Вот что писал по поводу нападок на этого главного, по версии Фадеева, лидера молодогвардейцев директор краснодонского музея «Молодой гвардии» Анатолий Никитенко (а уж ему-то знакомы документы, связанные с деятельностью организации):
«К нам в музей приходят письма. Их авторы требуют рассказать всю правду об... Олеге Кошевом. Просят подтвердить, что Кошевой действительно погиб, и, более того, что он не был изменником Родины и предателем «Молодой гвардии» (!).
Нелепые слухи активно распространяются различными западными радиоголосами, которые неоднократно устами отщепенцев советовали нам пересмотреть свои взгляды на «Молодую гвардию» и её легендарного комиссара.
На подобные «советы» можно было бы не обращать внимания.
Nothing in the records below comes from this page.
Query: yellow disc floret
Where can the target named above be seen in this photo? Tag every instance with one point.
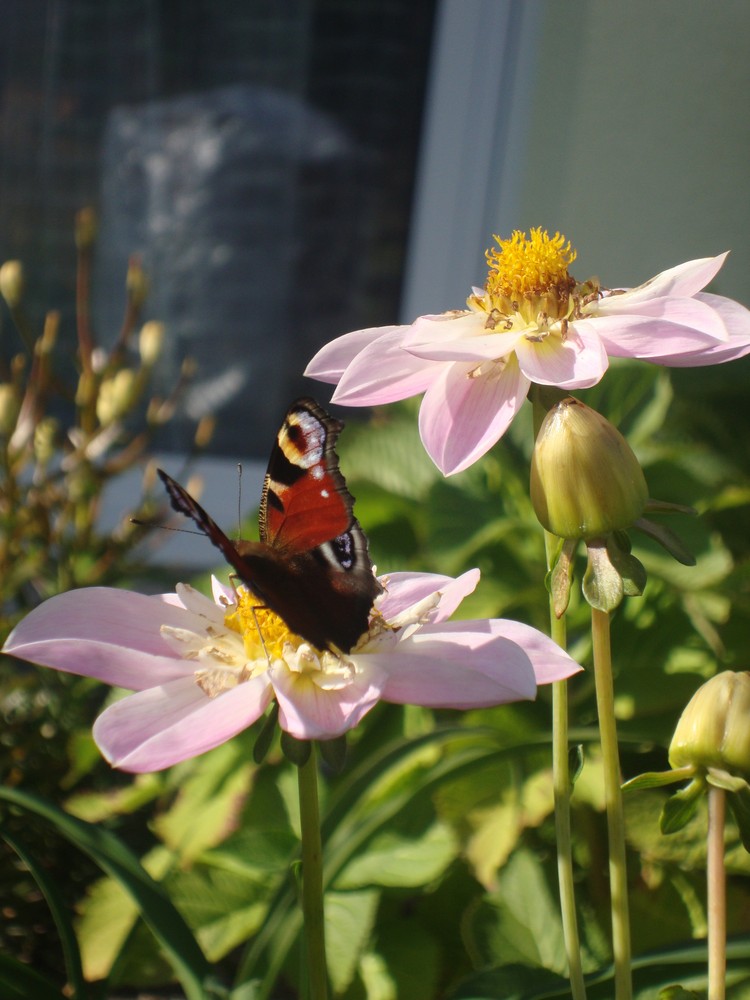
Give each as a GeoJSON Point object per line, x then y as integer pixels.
{"type": "Point", "coordinates": [259, 627]}
{"type": "Point", "coordinates": [525, 266]}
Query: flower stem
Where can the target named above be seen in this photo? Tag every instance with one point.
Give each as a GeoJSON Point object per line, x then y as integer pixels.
{"type": "Point", "coordinates": [561, 780]}
{"type": "Point", "coordinates": [618, 877]}
{"type": "Point", "coordinates": [312, 878]}
{"type": "Point", "coordinates": [562, 790]}
{"type": "Point", "coordinates": [717, 902]}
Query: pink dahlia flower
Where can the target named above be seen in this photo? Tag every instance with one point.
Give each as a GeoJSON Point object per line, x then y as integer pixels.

Тем более что о последних днях и часах жизни Олега и его боевых товарищей уже много раз рассказывалось неоспоримым языком документов. Но, как видим, есть люди, которые прислушиваются и к злому шёпоту из подворотни. А значит, надо вновь и вновь возвращаться к этой теме.
В архивах нашего музея хранятся следственные документы, рассказывающие о дальнейших событиях. Сегодня они публикуются впервые.
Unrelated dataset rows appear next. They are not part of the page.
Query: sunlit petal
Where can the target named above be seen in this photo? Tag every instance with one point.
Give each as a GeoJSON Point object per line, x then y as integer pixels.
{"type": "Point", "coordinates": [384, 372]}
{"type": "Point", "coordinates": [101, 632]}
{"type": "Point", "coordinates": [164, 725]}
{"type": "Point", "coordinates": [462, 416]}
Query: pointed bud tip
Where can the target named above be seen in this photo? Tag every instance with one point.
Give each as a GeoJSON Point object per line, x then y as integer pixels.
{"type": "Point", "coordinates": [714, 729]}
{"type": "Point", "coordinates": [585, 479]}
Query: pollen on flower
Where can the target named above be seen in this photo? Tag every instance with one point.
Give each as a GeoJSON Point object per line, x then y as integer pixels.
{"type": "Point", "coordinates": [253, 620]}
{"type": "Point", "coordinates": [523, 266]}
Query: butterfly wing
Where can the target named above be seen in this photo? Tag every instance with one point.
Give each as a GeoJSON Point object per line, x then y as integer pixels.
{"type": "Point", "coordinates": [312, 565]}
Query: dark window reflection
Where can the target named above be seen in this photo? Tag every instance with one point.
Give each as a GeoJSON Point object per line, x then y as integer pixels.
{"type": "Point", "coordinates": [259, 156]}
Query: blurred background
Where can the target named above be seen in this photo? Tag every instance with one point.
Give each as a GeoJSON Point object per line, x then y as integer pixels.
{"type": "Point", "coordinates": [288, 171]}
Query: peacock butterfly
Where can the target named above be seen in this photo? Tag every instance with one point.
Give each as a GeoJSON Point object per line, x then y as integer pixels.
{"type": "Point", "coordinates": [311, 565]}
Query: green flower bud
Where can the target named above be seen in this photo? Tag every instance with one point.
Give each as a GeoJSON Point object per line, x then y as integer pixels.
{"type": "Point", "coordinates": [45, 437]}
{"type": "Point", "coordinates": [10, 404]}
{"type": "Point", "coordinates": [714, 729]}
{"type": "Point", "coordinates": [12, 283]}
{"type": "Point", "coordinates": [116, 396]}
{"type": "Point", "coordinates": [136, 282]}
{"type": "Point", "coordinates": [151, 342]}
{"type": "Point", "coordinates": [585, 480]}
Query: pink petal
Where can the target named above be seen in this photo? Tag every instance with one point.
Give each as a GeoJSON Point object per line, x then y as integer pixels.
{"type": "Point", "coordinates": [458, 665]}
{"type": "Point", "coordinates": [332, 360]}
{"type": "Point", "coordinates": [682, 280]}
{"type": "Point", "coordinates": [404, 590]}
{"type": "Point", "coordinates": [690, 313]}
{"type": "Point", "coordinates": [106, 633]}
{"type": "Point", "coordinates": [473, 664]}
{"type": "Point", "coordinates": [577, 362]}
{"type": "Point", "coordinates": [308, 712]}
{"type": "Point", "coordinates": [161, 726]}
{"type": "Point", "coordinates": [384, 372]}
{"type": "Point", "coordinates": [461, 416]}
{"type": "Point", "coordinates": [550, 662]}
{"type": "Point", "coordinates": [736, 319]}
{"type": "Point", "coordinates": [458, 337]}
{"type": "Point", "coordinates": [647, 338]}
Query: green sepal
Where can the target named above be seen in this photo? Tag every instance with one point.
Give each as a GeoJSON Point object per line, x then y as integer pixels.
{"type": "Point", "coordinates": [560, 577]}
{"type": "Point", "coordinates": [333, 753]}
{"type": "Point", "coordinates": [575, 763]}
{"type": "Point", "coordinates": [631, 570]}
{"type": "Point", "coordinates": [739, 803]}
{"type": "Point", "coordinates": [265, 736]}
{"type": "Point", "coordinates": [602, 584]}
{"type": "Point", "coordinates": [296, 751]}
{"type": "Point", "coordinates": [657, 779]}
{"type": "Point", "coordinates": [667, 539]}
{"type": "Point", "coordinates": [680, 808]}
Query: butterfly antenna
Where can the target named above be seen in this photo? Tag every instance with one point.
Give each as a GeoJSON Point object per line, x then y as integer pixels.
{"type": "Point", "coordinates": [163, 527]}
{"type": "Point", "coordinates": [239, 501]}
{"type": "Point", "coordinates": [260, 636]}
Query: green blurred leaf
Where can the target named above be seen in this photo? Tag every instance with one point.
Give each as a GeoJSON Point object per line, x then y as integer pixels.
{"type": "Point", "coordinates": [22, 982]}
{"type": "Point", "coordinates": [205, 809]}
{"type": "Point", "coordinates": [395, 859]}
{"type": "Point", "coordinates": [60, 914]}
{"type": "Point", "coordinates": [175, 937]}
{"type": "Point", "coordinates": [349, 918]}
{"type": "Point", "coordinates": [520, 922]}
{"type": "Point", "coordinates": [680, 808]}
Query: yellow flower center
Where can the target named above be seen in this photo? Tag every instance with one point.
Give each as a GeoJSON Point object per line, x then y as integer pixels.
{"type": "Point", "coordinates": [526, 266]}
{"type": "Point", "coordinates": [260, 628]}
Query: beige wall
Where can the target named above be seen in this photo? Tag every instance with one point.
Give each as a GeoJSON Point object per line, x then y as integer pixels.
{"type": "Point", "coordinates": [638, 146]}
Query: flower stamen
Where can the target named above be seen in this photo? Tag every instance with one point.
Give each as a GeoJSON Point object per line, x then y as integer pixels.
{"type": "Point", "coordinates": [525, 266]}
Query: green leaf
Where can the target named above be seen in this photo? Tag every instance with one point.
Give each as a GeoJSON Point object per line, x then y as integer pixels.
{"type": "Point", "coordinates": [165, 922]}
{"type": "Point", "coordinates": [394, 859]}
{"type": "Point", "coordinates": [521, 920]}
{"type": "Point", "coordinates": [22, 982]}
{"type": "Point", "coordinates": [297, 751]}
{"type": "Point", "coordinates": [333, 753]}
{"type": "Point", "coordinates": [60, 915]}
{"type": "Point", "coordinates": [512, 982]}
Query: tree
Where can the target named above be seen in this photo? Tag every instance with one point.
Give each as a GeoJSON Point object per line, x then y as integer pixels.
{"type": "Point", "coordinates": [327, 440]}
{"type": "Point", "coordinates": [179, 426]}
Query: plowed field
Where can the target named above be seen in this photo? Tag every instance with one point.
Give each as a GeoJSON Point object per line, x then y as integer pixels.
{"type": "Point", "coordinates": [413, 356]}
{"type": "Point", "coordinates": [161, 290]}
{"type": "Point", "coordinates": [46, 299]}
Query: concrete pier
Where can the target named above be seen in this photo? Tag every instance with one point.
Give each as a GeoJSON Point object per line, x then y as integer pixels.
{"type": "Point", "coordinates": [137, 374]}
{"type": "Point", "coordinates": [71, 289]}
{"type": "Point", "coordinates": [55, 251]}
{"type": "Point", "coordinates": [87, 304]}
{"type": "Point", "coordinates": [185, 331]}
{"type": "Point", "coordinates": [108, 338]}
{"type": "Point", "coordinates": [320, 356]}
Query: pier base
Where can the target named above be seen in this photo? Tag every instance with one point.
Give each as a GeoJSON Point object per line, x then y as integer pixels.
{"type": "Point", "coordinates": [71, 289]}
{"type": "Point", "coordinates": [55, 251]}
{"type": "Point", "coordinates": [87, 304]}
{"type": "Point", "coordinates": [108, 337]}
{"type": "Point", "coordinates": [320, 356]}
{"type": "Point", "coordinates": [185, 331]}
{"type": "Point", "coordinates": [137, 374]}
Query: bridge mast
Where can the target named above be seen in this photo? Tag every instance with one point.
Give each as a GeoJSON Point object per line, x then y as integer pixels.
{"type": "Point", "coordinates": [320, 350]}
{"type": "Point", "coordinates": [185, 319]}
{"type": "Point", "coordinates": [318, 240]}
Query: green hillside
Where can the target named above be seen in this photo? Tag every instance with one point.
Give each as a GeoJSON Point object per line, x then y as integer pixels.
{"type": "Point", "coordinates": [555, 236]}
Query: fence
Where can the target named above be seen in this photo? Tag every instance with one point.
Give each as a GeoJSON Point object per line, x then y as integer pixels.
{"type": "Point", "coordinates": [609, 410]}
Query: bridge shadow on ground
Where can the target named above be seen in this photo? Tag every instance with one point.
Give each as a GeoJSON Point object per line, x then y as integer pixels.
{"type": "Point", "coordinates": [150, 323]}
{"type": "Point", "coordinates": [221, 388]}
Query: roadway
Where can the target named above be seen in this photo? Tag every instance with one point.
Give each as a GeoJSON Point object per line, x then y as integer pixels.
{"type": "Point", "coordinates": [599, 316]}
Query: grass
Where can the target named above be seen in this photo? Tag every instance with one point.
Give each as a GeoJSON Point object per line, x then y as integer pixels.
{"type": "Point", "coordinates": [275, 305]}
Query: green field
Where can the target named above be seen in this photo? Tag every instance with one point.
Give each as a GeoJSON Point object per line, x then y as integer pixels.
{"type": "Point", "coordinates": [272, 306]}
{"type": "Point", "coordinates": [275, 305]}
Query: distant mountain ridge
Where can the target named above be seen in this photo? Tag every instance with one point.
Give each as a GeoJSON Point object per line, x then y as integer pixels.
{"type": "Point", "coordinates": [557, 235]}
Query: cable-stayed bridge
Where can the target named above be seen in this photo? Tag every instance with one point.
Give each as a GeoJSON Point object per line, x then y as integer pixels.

Из протокола допроса арестованного Гейста от 4 ноября 1946 года:
«Вопрос: Установлено, что в период оккупации Ворошиловградской области германскими войсками вы служили переводчиком в немецкой жандармерии в г. Ровеньки. Вы подтверждаете это?
Ответ: Подтверждаю. С августа 1942 года и по день изгнания германских войск из г. Ровеньки Ворошиловградской области я служил переводчиком в окружном жандармском управлении.
Вопрос: Когда и при каких обстоятельствах был арестован Кошевой?
Ответ: Кошевой был задержан в последних числах января 1943 года вблизи железнодорожной станции Карпушино в шести-семи километрах от г. Ровеньки и доставлен в полицию, откуда передан в жандармерию. После непродолжительного следствия он был расстрелян.
Вопрос: Вы принимали участие в его расстреле?
Ответ: Да, я являлся участником расстрела группы партизан, в числе которых был Кошевой».
Из протокола допроса начальники ровеньковской полиции Орлова от 3 декабря 1946 года:
«Вопрос: Вы принимали участие в расправе над Кошевым?
Ответ: Олег Кошевой был арестован в конце января 1943 года немецким командиром и железнодорожным полицейским на разъезде, в семи километрах от г. Ровеньки, и доставлен ко мне в полицию.
При задержании у Кошевого изъяли револьвер, а при повторном обыске в ровеньковской полиции – печать комсомольской организации, а также два чистых бланка (временные комсомольские удостоверения).